Fig. 11.1
Photograph demonstrating a case with severe extensive (Almost 270°) peripheral corneal thinning before and after surgical intervention using the “match and patch” technique
Concept of “Match and Patch”
The concept of “match and patch” is to clearly define and regularize a semi-circular “C”-shaped or “banana”-shaped area of tissue immediately around the peripheral melt, which fully encompasses the melting area, but minimally involved unaffected corneal tissue, using calipers and various circular trephines of predetermined diameters, and then to replicate this same shape in the donor cornea. The donor tissue is therefore carefully sized to “match” the recipient bed, and “patches” the peripheral defect accordingly.
Concept of Lamellar Dissection of the Recipient Bed
Ideally, lamellar dissection of the recipient bed should be performed carefully to avoid inadvertent perforation, but also to regularize the overall depth of bed dissection so as to prevent an irregular surface contour when the donor is sutured on. If the dissection is deep enough, i.e., within 100–150 microns of Descemet’s membrane (DM), then a full thickness donor tissue patch may be simply utilized, after peeling away the underlying DM. However, if only half thickness dissection of the recipient bed is performed, then a similar half thickness lamellar dissection of the donor cornea should be performed.
Patient Preparation
The surgery is preferably done under general anesthesia, as the duration of surgery may take an excess of 1–2 h, but could be done under regional anesthesia, as the procedure is essentially extraocular. After the patient is cleaned and draped, the area of dissection is measured using a pair of calipers to determine the optimum corneal graft size. Conjunctival peritomy is performed adjacent to the area of thinning. Marking corneal trephines and dermatological trephines are used to mark the cornea and delineate the dissection bed in a structured step-by step technique (Fig. 11.2).
Fig. 11.2
Illustration of technique used to mark cornea to delineate dissection bed and determine the size of donor cornea required
The outer and inner circumferential limits of the area of thinning are marked with corneal trephines. The distance between the two arcs is measured using a pair of calipers at the two edges of the melt and at the midpoint of the dissection bed. Dermatological trephines of appropriate sizes (or nearest size) are used to mark the edges of the dissection bed. The furthest distance between the two corners of the dissection bed is measured. This completes the outline of the C-shaped dissection bed. The use of marking trephines allows regularization of the area of dissection and subsequent replication of the same matching shape on the donor cornea. The area of dissection may include adjacent sclera depending on the extent of melt.

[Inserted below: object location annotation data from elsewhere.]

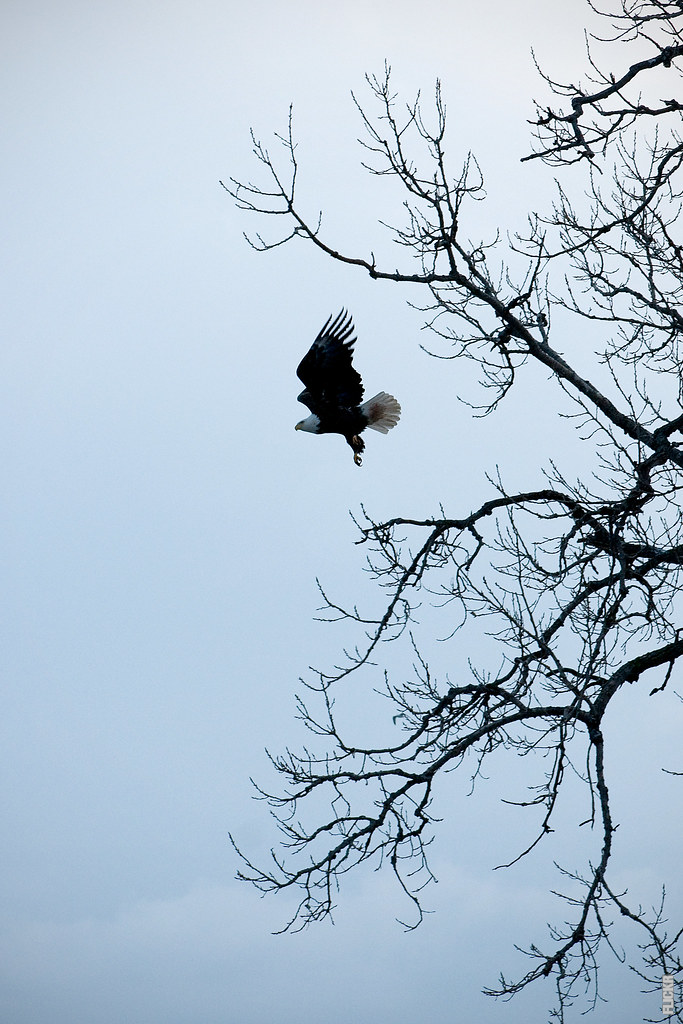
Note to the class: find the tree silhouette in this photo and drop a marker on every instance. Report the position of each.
(579, 582)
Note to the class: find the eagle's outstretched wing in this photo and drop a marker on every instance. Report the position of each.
(326, 370)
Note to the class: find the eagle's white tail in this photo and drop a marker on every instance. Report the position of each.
(383, 412)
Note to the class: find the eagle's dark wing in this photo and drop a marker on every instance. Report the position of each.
(326, 370)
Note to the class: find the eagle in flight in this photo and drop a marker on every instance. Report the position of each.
(333, 389)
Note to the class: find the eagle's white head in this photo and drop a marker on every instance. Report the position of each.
(311, 424)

Freehand partial thickness vertical dissection of the marked area to attain vertical and regular graft margin is performed using a diamond blade. Care is taken to avoid causing an inadvertent perforation. A smooth and regular vertical edge of the dissection bed is ideal for good apposition of donor graft-to-host, especially during suturing. Careful lamellar dissection is performed with a crescent blade, a mini-crescent blade or similar lamellar dissector, while ensuring that a reasonably uniform dissection bed is created.

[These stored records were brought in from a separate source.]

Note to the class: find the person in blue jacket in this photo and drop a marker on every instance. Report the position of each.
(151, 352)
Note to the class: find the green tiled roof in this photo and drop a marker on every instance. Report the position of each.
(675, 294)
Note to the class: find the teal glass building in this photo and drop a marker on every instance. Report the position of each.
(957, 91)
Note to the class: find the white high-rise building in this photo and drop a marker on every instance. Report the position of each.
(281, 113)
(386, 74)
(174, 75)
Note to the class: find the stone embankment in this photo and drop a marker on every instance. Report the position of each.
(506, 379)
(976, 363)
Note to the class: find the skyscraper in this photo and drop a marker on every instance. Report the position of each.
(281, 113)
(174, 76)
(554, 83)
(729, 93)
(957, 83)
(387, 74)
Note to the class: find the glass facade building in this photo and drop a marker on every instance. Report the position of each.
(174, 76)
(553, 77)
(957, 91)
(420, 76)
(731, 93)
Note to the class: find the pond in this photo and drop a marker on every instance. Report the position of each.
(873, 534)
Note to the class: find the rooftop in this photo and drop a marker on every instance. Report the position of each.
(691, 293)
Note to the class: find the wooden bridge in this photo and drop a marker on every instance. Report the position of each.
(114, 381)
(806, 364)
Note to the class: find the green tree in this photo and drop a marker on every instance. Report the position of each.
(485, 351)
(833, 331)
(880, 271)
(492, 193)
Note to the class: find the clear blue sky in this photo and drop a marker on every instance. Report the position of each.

Intraoperative pachymetry can be used to guide the depth of dissection. The dissection bed is kept dry so that in the event of perforation, aqueous leak can be quickly identified.

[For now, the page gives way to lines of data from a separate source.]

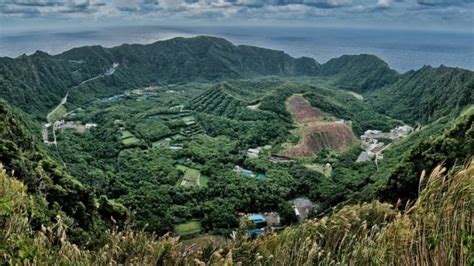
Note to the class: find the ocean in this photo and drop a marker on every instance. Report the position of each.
(403, 50)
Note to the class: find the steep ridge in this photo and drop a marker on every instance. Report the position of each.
(359, 73)
(177, 60)
(426, 94)
(452, 149)
(316, 129)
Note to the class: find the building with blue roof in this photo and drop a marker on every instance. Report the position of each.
(254, 232)
(246, 173)
(257, 218)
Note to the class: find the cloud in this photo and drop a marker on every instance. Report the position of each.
(444, 2)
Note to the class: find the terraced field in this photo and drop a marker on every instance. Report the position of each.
(316, 130)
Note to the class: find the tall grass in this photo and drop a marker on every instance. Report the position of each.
(437, 229)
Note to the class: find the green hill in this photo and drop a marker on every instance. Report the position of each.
(359, 73)
(55, 191)
(426, 94)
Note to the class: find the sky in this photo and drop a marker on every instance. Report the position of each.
(437, 15)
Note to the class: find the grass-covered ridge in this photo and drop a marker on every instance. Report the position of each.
(436, 229)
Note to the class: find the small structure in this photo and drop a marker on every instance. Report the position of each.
(175, 147)
(400, 132)
(90, 125)
(372, 134)
(302, 207)
(280, 159)
(272, 219)
(256, 218)
(253, 153)
(363, 157)
(246, 173)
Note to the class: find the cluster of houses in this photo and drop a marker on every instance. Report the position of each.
(373, 147)
(267, 222)
(61, 124)
(249, 173)
(253, 153)
(262, 223)
(394, 134)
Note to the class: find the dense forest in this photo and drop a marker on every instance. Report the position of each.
(185, 137)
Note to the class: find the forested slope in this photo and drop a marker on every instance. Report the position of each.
(37, 82)
(426, 94)
(55, 190)
(359, 73)
(451, 148)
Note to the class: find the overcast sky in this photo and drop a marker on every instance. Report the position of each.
(446, 15)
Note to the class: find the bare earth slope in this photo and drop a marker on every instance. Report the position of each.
(317, 130)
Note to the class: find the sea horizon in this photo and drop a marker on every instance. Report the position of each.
(403, 50)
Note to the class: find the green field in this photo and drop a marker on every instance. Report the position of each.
(192, 176)
(58, 113)
(193, 227)
(128, 138)
(203, 180)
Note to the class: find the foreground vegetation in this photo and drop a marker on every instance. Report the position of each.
(159, 157)
(436, 229)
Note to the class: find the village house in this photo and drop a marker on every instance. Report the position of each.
(302, 208)
(253, 153)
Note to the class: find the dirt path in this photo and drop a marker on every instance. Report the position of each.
(64, 99)
(316, 129)
(55, 124)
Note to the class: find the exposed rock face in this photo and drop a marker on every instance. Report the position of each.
(315, 131)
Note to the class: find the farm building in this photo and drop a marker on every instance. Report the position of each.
(280, 159)
(302, 207)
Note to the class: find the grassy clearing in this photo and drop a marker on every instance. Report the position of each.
(193, 227)
(128, 138)
(192, 177)
(203, 180)
(319, 168)
(436, 230)
(57, 114)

In the event of a perforation, intra-cameral air can be injected to stabilize the anterior chamber. Lamellar dissection should then be performed at unaffected areas of the dissection bed first, leaving the area of perforation to be tackled last. In cases of existing perforation, the same principles of lamellar dissection all around the perforation site can be utilized, leaving the perforation site to be dissected last. It is generally easier to continue lamellar bed dissection if the chamber remains formed with air, but in cases of larger perforations where this is not possible, the hole may be temporally sealed with fibrin glue or histoacryl glue, so as to complete lamellar dissection, or else it is still possible to complete lamellar dissection with iris plugging the wound and a flat chamber. The donor tissue can then be used to tamponade the perforation site, and after suturing the donor in place, any iris adhesions or synechiae may be released with a sinsky hook introduced from a separate paracentesis. In cases of a large perforation, which is likely to cause a double chamber in the postoperative period, denoting separation of the recipient lamellar bed and the donor, a large air bubble tamponade coupled with dilatation of the pupil or an inferior peripheral iridotomy (to prevent pupillary block) should be considered.